Adaptations and help at home
If your child is living with a disability or a long-term health condition, you may find it necessary to seek additional assistance for managing family life. Your local authority’s Social Work department is obligated to evaluate the needs of your child through a Section 23 Assessment, referencing the relevant section of the Children (Scotland) Act 1995. Most local authorities have specialised social work teams dedicated to supporting children with disabilities, and you can find their contact details on your local council’s website.
Social work departments typically establish ‘eligibility criteria’ to prioritise services and support based on the level of need. Keep in mind that there might be a wait for the assessment.

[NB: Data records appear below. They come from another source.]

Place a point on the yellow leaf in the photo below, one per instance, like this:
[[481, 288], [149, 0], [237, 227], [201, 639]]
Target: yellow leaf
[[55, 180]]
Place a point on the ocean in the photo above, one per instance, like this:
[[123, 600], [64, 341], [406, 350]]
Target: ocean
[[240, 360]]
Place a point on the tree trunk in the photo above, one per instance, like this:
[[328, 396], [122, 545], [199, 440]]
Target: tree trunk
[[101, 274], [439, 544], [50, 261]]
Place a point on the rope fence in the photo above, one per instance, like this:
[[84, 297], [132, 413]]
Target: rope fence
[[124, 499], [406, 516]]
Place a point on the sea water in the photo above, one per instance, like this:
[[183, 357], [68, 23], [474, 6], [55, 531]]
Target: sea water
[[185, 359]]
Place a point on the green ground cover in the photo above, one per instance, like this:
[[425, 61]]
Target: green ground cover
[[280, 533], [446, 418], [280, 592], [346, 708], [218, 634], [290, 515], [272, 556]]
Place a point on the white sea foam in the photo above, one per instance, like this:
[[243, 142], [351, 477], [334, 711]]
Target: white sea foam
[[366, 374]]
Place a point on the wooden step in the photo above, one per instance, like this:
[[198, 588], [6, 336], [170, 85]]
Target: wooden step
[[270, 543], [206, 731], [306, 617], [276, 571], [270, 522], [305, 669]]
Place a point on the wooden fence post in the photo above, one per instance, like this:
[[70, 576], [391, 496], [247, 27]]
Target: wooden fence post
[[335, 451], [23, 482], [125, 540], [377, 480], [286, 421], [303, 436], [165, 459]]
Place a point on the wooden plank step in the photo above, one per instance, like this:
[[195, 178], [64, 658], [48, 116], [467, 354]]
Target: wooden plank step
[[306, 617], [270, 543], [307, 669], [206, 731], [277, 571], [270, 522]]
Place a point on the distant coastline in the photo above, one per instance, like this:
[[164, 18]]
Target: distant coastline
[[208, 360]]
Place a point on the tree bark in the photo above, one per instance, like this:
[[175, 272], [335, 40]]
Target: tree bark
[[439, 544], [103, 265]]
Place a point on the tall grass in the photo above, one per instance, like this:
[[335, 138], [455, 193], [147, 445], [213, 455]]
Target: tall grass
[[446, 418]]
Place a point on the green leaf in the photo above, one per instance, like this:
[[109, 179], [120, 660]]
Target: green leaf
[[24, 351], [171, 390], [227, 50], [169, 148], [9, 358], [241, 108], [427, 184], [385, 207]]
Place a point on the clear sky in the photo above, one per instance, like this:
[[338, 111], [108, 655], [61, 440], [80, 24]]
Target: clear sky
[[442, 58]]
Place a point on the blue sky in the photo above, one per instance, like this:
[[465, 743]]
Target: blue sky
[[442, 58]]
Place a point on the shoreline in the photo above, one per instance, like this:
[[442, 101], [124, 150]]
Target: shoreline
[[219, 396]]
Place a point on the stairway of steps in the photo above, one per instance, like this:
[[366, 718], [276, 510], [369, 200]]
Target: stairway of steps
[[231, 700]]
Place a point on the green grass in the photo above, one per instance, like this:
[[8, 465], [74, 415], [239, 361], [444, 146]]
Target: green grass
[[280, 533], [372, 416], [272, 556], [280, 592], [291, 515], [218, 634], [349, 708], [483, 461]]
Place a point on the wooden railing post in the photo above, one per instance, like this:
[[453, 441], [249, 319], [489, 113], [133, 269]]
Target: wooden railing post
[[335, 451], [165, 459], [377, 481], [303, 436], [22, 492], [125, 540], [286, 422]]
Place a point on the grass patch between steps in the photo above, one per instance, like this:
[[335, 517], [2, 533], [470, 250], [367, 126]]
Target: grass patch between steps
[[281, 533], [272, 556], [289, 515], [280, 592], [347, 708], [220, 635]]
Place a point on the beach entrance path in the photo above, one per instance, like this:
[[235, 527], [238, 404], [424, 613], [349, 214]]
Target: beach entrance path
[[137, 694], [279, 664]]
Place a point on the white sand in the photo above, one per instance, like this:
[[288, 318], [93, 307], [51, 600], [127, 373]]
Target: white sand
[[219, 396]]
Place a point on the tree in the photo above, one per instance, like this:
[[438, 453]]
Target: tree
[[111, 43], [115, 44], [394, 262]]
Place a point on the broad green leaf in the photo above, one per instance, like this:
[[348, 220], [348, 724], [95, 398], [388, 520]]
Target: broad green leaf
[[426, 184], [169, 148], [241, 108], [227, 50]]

A social worker will visit your home to assess your child’s needs, taking into consideration various factors such as their health, behaviour, family circumstances, and the home environment.
Scottish Welfare Fund
The fund provides two types of grant:
- Crisis Grants to provide a safety net when someone experiences a disaster or emergency situation, such as a fire or flood and there is an immediate threat to health and safety.
- Community Care Grants to enable people to live independently or continue to live independently, preventing the need for institutional care. A CCG may also be able to help a family facing exceptional pressure.
To apply for a Crisis Grant or a Community Care Grant you must be 16 or older and on a low income. You can find more information here.
Grants and other help
You may be able to access other forms of support to help you and your child. We have listed some below, please remember to check eligibility and make sure you meet the criteria before applying:
- Family Fund provide a wide range of grants to families living in Scotland raising a disabled, or seriously ill, child or young adult on a low income. They also run their Take a Break scheme which provides grants for disabled children and their families. Take a Break grants can be used for a break away, towards leisure activities or outings; sports equipment and more.
- John Watson Trust – Awards grants for educational purposes to children and young people up to and including the age of 21 who have a physical or learning disability or who are socially disadvantaged.
- CashforKids – Support children from birth up to and including 18 years of age who are vulnerable, come from disadvantaged backgrounds or are living with an illness or disability.
- Turn2us – Can help parents check that they are receiving all the benefits that they are entitled to, and search for trust grants that they can apply to directly
- Disability Grants – web search allowing you to save time finding Disability Grants.
Accessibility and Transport
CEA card enables a disabled cinema guest to receive a complimentary ticket for someone to go with them when they visit a participating cinema. The Card is also one way for cinemas to make sure they look after their disabled guests. If you require an adjustment to visit a cinema because of your disability, cinema staff should make them for you whether you have a CEA Card or not.
Motability The Accessible Vehicles and Equipment Scheme helps to provide disabled people in Scotland with access to vehicles or mobility equipment. Anyone receiving the higher rate mobility component of Child Disability Payment, or the enhanced rate mobility component of Adult Disability Payment, is able to exchange it to lease a car, Wheelchair Accessible Vehicle (WAV), scooter or powered wheelchair through the Accessible Vehicles and Equipment scheme.
Disabled Persons Rail Card If your child is disabled or has a progressive medical condition they may be eligible for the Disabled Persons Railcard.